Une quinzaine d’entreprises serait aujourd’hui concernée, comme le groupe de services postaux Correios et la Codesp, société d’exploitation du port de Santos (le plus important d’Amérique latine), l’électricien Eletrobras ou encore l’imprimeur de billets de banques Casa da Moeda. Au total, le gouvernement espère lever quelque 290 milliards d’euros. Quelque 20 millions d’actions de la banque Banco do Brasil SA pourraient être également cédées.
La privatisation de l’empire Petrobras, à l’origine des scandales ayant éclaboussé les précédents présidents (Luiz Inácio Lula, Dilma Rousseff), est également évoquée avant la fin du mandat de Jair Bolsanaro, c’est-à-dire 2022. Lors de la conférence du 2 décembre, Maxime Rabilloud, General Counsel de Total Exploration & Production (E & P), ne s’est pas prononcé sur cette éventualité.
En revanche, cet ancien patron de la filiale Total E & P Do Brasil a rappelé que Petrobras avait déjà vendu de nombreux actifs, notamment dans les infrastructures, comme Petrobras Distribuidora et les réseaux de gazoducs NTS et TAG, ce dernier au profit du français Engie et du fonds canadien CDPQ. « Le coup d’accélérateur donné par le gouvernement va, d’une part, permettre à Petrobras de commencer à se désendetter et, d’autre part, de fluidifier le marché du gaz », se félicitait-il.

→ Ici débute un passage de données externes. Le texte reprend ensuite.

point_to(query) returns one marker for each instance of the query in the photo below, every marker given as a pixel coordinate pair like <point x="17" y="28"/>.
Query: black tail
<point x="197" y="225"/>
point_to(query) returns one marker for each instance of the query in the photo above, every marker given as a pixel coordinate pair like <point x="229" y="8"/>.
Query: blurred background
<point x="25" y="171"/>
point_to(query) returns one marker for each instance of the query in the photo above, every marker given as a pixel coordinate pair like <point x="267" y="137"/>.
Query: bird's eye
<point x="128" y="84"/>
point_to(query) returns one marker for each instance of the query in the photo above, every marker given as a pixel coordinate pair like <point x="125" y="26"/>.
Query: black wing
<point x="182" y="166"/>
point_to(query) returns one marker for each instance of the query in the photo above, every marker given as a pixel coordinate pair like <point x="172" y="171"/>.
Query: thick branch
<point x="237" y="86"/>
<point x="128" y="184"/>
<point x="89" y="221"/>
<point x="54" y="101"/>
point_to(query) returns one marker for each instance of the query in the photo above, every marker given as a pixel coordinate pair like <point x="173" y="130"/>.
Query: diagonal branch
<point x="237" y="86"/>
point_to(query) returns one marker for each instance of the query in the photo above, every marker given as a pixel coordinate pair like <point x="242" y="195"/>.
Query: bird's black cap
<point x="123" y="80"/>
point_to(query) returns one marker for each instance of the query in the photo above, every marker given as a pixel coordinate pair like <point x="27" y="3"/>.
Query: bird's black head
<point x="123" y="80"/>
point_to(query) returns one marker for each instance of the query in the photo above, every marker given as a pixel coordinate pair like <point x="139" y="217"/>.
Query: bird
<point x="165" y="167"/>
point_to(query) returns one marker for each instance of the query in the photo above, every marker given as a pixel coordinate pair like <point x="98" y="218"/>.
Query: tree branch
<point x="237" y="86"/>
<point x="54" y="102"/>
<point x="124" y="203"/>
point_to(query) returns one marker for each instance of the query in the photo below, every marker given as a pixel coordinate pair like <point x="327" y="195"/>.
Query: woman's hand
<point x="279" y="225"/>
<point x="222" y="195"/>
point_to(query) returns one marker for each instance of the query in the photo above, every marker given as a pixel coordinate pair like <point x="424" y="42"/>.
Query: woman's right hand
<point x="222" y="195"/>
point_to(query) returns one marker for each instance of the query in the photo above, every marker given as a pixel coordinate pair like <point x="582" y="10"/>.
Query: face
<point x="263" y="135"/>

Parallèlement aux privatisations, Paulo Guedes a lancé une politique de concessions.
Certes, reconnaissait Maxime Rabilloud, la dernière enchère pétrolière a été un peu décevante. « Le volume de ressources proposées était considérable, cet appel d’offres arrivait après toute série d’autres enchères et les conditions offertes étaient un peu complexes, mais je ne serais pas surpris que dans les mois à venir de nouvelles conditions soient proposées », soulignait-il. Un optimisme qui proviendrait de l’expérience très positive de ces 12 à 18 derniers mois, au cours desquels, selon lui, une dizaine de milliards de dollars de concessions auraient été signés.
Le frein de la corruption et la criminalité
Pour Alfredo Valladao, professeur à Sciences Po Paris, « la véritable question qu’il faut se poser n’est pas tant quoi, mais comment on va privatiser ».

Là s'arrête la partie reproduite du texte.